Taxe foncière : 1,8 % des communes ont augmenté leur taux chaque année depuis 2018
La taxe foncière est régulièrement pointée du doigt comme l’une des charges les plus lourdes pesant sur les propriétaires. Pourtant, une étude de la Direction générale des collectivités locales (DGCL) vient nuancer cette perception.
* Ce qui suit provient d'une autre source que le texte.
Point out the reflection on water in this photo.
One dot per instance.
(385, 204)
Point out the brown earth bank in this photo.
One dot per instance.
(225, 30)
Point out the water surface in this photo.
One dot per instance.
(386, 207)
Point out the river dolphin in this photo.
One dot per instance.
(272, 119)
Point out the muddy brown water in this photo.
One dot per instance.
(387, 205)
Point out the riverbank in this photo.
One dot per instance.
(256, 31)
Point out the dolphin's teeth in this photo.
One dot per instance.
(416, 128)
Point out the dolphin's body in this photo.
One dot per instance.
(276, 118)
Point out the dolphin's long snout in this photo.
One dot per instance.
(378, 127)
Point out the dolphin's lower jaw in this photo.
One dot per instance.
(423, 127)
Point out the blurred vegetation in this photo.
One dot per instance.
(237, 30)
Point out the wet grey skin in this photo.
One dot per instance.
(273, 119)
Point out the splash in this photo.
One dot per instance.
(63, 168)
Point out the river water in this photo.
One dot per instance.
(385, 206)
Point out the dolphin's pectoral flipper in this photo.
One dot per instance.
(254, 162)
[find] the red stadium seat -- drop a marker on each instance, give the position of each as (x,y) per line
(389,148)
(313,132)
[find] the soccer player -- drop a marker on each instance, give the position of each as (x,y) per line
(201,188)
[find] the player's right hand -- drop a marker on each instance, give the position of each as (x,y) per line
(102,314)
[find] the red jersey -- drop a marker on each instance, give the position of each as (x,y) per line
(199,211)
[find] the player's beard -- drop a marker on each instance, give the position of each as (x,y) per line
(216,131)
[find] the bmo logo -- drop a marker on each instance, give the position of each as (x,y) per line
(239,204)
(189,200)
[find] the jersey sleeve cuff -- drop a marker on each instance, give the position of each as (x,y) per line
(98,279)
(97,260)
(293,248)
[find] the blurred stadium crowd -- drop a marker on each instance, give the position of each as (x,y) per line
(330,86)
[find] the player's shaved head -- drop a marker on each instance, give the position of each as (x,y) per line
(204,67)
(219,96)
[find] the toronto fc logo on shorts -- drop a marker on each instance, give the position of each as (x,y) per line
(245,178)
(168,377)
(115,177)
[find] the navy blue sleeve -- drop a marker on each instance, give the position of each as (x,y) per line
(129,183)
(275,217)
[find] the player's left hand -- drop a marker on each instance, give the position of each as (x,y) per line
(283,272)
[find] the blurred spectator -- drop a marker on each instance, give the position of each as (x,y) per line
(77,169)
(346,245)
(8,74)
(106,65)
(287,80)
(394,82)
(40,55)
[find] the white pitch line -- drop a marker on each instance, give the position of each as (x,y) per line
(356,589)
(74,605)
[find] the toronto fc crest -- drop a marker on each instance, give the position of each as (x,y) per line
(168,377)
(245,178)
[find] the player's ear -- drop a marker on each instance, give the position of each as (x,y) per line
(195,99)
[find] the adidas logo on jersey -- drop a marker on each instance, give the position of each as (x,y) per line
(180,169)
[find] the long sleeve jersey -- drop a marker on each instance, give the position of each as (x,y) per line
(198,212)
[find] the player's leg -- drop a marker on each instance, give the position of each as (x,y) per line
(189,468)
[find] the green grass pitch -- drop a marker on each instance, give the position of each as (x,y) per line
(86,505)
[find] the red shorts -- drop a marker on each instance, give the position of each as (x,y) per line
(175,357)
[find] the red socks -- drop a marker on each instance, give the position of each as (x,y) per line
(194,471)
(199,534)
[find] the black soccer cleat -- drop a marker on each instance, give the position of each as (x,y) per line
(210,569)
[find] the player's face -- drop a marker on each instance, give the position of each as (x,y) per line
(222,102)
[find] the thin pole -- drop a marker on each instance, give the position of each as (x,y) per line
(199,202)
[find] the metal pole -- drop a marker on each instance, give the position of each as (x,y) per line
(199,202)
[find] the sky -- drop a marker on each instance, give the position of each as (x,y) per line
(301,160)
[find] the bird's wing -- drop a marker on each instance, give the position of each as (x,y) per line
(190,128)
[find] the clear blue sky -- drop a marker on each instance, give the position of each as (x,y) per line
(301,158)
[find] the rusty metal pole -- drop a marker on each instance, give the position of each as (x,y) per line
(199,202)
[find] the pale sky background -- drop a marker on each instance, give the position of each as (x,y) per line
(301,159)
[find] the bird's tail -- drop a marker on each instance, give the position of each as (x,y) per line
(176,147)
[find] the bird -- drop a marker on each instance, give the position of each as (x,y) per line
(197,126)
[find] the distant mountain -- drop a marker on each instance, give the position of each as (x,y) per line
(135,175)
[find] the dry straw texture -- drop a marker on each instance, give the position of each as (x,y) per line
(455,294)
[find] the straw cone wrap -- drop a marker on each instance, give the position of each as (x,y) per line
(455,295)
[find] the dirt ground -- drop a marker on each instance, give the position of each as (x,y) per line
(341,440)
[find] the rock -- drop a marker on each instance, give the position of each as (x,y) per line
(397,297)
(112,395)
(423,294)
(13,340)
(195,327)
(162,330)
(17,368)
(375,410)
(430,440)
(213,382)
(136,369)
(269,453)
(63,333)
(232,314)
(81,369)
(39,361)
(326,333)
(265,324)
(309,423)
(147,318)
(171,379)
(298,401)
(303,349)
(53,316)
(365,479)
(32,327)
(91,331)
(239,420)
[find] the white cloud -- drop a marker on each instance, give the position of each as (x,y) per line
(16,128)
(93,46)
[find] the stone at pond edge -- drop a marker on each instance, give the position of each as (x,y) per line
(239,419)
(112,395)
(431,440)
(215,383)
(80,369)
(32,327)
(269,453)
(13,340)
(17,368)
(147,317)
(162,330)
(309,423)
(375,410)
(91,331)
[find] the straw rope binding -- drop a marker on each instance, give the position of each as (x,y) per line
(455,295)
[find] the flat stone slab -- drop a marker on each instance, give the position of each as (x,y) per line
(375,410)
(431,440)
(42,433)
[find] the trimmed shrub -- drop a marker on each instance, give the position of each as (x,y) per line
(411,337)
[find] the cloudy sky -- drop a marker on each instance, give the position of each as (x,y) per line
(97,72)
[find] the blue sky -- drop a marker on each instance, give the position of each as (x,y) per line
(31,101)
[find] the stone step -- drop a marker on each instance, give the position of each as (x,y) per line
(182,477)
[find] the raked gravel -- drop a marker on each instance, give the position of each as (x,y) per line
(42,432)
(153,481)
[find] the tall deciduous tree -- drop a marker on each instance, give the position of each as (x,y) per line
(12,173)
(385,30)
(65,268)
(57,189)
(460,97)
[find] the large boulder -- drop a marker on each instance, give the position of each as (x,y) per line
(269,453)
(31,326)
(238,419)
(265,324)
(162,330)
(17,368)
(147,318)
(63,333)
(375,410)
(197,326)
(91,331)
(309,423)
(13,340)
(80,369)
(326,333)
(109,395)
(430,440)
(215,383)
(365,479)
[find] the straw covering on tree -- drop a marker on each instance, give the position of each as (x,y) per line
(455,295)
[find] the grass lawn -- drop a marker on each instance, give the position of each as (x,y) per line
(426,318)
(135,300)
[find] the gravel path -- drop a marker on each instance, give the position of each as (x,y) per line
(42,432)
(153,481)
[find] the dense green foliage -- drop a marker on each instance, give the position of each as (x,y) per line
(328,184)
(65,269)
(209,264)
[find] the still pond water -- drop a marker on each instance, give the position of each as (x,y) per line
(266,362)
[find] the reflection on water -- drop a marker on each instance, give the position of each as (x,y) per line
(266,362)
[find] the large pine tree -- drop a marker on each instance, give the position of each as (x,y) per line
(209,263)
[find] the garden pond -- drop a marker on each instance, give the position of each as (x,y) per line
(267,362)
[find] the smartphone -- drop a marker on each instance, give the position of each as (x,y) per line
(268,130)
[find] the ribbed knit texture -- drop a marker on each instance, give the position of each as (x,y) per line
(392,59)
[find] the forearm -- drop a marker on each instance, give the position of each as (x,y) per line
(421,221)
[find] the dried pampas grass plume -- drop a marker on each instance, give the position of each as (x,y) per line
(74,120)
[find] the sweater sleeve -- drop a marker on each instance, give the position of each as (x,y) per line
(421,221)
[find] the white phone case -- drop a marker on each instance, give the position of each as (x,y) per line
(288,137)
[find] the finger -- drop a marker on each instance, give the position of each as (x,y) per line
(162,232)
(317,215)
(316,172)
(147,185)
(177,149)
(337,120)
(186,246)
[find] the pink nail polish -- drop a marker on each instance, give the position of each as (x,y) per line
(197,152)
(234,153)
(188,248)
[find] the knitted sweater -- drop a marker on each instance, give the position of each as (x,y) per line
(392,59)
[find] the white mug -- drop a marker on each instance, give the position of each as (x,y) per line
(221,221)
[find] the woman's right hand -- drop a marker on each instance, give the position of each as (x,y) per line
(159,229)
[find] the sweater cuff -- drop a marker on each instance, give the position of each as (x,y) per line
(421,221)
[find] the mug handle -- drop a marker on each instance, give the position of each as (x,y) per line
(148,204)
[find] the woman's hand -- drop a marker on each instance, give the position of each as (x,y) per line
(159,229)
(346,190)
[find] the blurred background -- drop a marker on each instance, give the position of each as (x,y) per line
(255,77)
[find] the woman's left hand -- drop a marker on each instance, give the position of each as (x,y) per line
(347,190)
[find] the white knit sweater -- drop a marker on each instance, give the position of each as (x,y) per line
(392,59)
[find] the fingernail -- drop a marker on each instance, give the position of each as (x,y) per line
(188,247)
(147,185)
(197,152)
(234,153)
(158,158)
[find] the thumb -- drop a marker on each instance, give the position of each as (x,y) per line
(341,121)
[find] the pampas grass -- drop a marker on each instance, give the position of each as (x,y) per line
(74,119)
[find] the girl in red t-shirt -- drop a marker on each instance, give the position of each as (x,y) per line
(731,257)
Si le montant de cet impôt local a bien progressé ces dernières années, les hausses de taux décidées par les communes restent, dans les faits, bien plus limitées qu’on ne le croit souvent.
Une progression de la taxe foncière tirée par les valeurs locatives
Pour comprendre l’évolution de la taxe foncière sur les propriétés bâties (TFPB), il faut savoir comment cet impôt local est calculé : le taux voté par la commune multiplié par la valeur locative cadastrale du bien, réévaluée chaque année selon l’inflation.
D’après le Bulletin d’information statistique publié par la DGCL, c’est bien ce second levier qui explique l’essentiel de la hausse de la taxe foncière constatée depuis 2018. Entre 2019 et 2025, l’effet lié à la revalorisation des bases a systématiquement dominé l’effet lié aux décisions de taux, à l’exception de l’année 2021. Cette année-là, la réduction des valeurs locatives des établissements industriels avait entraîné une contraction de la base, partiellement compensée par une légère hausse des taux communaux.
Sur la période 2018-2025, le produit de la taxe foncière sur les propriétés bâties alloué aux communes a affiché une croissance cumulative de 26,3 %. En valeur absolue, ce produit a plus que doublé, passant de 17,5 milliards d’euros à 40,2 milliards d’euros.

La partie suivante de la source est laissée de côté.